Como ya estamos apuntando, están tan relacionados los efectos que unos seres vivos producen en otros que la existencia del lobo puede ser incluso beneficiosa para el sector agropecuario al reducir el número de jabalíes, ciervos y otros ungulados silvestres, que no solo afectan de un modo directo a las cosechas de los agricultores o al pasto de los ganaderos, sino que, además, suponen un importante reservorio de la
tuberculosis bovina, temible enfermedad infecciosa que representa un serio peligro para la cabaña ganadera.
Diversos estudios así parecen indicarlo, al considerar a estos herbívoros silvestres como importantes vectores de transmisión de esta y otras enfermedades y, por lo tanto, una seria amenza para el ganado. Siendo sobre los ungulados salvajes enfermos y débiles sobre los que, precisamente, depreda más intensamente
Canis lupus signatus, se vuelve incontestable el papel de aliado que puede llegar a representar este cánido para el propio ganadero como controlador de enfermedades que tengan su origen en animales silvestres.
Esta consideración de "aliado" que para los detractores del lobo resultará paradójica, no lo es tanto para los defensores del mismo, que llevamos décadas advirtiendo sobre los
beneficios que su presencia aporta al medio en el que se desenvuelve. Lo mismo podríamos decir respecto de la propagación de la sarna sarcóptica que intermitentemente afecta a poblaciones importantes de rebecos, por ejemplo, u otras enfermedades infecciosas que pueden ser controladas por poblaciones saludables de lobos al mantener en densidades adecuadas las propias poblaciones del resto de mamíferos silvestres. El lobo se vuelve así en una importante barrera a la transmisión de enfermedades desde la fauna silvestre al ganado doméstico, un efectivo cortafuego contra las enfermedades.
Así pues, el papel de los grandes depredadores apicales se vuelve fundamental en la conservación de la biodiversidad y en el mantenimiento de poblaciones saludables de las propias presas sobre las que depreda, así como del resto de seres vivos, tanto silvestres como domésticos, que conviven en el medio natural. La telaraña de relaciones, influencias y conexiones que existen entre todos ellos es algo que a estas alturas no debería necesitar explicación, pero que en el caso del lobo siempre queda relegado al anecdotario en los planes de gestión de la especie.
Un magnífico ejemplo de la necesidad de mantener poblaciones de lobo sanas lo encontramos en la famosa reintroducción de ellos que se llevó a cabo en los años 1995 y 1996 en el
Parque Nacional de Yelowstone, y que en los años siguientes fue restableciendo el equilibrio natural en el parque, previamente alterado de un modo radical por la sobrepoblación de ciervos y coyotes, derivada de la extinción del lobo en la región por el hombre. Para quien no la conozca recomiendo la lectura del enlace anterior para comprender cuán importante es la presencia de los superdepredadores en el medio natural.

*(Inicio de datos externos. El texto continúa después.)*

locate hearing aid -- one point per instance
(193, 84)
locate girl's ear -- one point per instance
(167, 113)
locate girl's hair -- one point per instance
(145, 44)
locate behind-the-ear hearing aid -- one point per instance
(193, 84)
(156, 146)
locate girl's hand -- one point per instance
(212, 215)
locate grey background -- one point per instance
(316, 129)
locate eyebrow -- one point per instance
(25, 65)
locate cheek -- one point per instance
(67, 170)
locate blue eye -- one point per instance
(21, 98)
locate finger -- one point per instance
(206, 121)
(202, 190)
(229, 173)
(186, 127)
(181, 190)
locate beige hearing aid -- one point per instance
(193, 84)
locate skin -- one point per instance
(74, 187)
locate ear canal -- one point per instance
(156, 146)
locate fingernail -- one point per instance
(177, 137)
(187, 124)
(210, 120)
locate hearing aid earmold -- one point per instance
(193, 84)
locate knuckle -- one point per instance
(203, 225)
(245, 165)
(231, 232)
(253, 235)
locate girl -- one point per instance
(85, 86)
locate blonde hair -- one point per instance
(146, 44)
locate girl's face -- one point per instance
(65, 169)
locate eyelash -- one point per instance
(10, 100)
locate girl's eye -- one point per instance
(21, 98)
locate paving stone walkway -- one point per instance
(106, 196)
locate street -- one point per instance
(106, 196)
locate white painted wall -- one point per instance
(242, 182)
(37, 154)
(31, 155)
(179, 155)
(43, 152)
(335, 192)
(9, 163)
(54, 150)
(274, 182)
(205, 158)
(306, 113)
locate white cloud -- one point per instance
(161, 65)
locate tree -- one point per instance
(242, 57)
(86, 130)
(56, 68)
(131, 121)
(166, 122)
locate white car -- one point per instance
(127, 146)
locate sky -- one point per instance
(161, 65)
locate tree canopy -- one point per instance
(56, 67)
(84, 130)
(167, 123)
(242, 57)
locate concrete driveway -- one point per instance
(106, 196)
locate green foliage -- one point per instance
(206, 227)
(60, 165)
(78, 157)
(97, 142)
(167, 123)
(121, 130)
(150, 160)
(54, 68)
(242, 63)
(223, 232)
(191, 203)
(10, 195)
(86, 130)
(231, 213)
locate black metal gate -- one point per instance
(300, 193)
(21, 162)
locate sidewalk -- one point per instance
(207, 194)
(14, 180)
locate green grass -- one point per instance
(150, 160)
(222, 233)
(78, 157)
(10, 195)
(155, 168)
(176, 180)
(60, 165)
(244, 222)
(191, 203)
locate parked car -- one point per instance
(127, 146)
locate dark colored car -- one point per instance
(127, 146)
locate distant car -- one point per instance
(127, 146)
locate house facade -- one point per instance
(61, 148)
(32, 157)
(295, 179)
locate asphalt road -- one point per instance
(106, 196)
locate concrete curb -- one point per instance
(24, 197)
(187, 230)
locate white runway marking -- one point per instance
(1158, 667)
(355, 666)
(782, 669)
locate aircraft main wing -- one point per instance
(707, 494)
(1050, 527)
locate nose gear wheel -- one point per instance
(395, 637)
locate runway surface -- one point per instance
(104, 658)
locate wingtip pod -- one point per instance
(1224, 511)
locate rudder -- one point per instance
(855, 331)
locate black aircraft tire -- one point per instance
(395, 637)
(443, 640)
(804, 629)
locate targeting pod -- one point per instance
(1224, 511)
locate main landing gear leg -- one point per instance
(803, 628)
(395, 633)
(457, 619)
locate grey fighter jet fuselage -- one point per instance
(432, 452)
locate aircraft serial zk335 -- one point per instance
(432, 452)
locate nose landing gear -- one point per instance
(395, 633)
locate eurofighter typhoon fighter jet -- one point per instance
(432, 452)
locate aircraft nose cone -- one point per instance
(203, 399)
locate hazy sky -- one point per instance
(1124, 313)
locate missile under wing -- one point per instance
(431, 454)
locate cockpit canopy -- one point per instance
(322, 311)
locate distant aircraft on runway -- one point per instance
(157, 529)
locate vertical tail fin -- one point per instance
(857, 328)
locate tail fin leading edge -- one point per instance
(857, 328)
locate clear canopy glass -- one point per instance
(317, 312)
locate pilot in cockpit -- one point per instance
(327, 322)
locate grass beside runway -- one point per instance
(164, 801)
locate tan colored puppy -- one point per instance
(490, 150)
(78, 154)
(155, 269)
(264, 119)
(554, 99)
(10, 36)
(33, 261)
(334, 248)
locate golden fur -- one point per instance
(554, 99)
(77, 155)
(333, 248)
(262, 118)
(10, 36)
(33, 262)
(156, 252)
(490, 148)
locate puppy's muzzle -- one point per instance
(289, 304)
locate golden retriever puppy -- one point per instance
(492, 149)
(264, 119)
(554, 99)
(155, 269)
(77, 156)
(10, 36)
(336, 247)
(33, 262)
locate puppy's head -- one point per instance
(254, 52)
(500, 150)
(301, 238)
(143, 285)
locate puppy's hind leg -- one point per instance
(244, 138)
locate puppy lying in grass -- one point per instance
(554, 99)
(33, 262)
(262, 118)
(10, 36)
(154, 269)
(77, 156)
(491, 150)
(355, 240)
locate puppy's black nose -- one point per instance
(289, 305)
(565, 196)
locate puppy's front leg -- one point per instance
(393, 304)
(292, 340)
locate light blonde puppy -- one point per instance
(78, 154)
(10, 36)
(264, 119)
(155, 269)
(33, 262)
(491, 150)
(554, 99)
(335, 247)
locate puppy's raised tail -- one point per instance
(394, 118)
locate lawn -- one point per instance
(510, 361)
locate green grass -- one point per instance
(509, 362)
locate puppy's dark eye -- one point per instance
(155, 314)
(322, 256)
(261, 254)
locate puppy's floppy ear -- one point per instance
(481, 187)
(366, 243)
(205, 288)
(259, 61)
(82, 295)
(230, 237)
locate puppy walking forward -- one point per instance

La significación que tienen los grandes depredadores como actores reguladores necesarios para el buen funcionamiento de todos los ecosistemas del planeta es algo que no necesita explicación, y diversos estudios y artículos científicos y divulgativos así nos lo cuentan. La eliminación de predadores apicales produce en todos los casos un acortamiento de la cadena trófica, y un desequilibrio poblacional en las presas y en los mesodepredadores que, en última instancia y como ya hemos visto, afecta al conjunto del ecosistema de diversas maneras. Por lo tanto, negar el valioso papel ecológico de los depredadores apicales sería como negar la existencia del oxígeno en el aire.
De la misma manera es indiscutible que el hombre NUNCA podrá sustituir los servicios ecosistémicos que proporcionan los grandes depredadores, ni podrá replicar el papel de aquellos en el medio ambiente, por mucho que los cazadores se empeñen en intentar convencer a la sociedad de que ellos son los sustitutos perfectos. De hecho, producen el efecto contrario menoscabando aún más el equilibrio del ecosistema de múltiples formas, entre las que podríamos destacar aquí el hecho de eliminar los mejores ejemplares de las especies objeto de caza, en vez de los enfermos, viejos o heridos, por lo que la acción cinegética puede incluso agravar la propagación de enfermedades infecciosas. El increíble subterfugio dialéctico empleado por el trasnochado mundo de la caza parece obvio y, tras ser colaboradores necesarios en el exterminio del lobo y provocar con ello graves alteraciones ambientales en el entorno natural, afectando colateralmente a los propios intereses humanos, ahora se enarbolan a sí mismos como los únicos valedores capaces de retornar el equilibrio a nuestros campos con su curioso, heroíco y "sacrificado" modo de amar la naturaleza, es decir, seguir matando seres vivos, ahora a esos herbívoros y mesodepredadores que han visto aumentar sus poblaciones como consecuencia del exterminio previo de su principal regulador natural.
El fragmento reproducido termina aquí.